Gráfico 2. Correspondência entre o número de pacientes portadores de adenóides radiologicamente de tamanho médio (n = 6) à nasofibroscopia.
Gráfico 3. Correspondência entre o número de pacientes portadores de adenóides radiologicamente grandes (n = 7) à nasofibroscopia.
DISCUSSÃOA primeira adenoidectomia foi provavelmente realizada na segunda metade do século XIX. Por algum tempo, devido à falta de critérios claros para a indicação da cirurgia, este procedimento tornou-se desacreditado entre os médicos e a opinião pública.

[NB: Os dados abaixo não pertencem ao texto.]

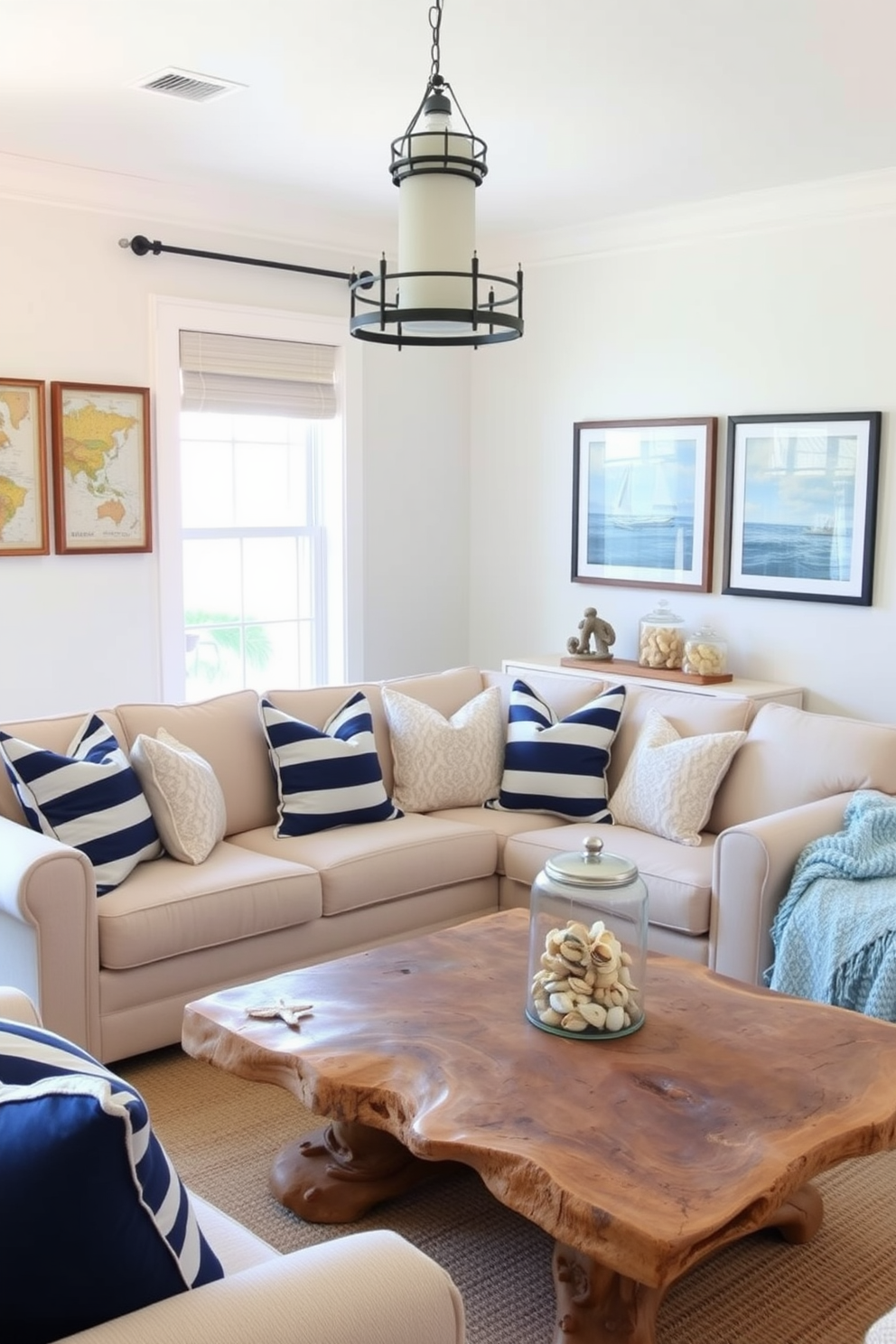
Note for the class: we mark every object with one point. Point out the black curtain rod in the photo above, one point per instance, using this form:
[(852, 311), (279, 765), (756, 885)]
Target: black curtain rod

Atualmente, indicações precisas e normas claras para a adenoidectomia a têm tornado menos controversa2. Observa-se na literatura uma preocupação com respeito à melhor forma de diagnosticar e tratar crianças com suspeita de hipertrofia adenoideana, situação que é muito freqüente na prática otorrinolaringológica. A avaliação clínica do tamanho da adenóide em crianças pequenas é difícil. A história fornecida pelos pais de obstrução nasal, respiração bucal de suplência, babeira noturna e alterações da fala, sustenta relação com o volume aumentado da adenóide, que não é visível na inspeção direta por rinoscopia anterior e oroscopia; em relação à rinoscopia posterior, além da dificuldade técnica para a sua realização em crianças pequenas, o seu real valor é controverso9. Medidas objetivas da hipertrofia adenoideana tornam-se úteis para fornecer informações que ajudarão a decidir sobre a necessidade da terapêutica cirúrgica e posteriormente para avaliar os resultados deste procedimento.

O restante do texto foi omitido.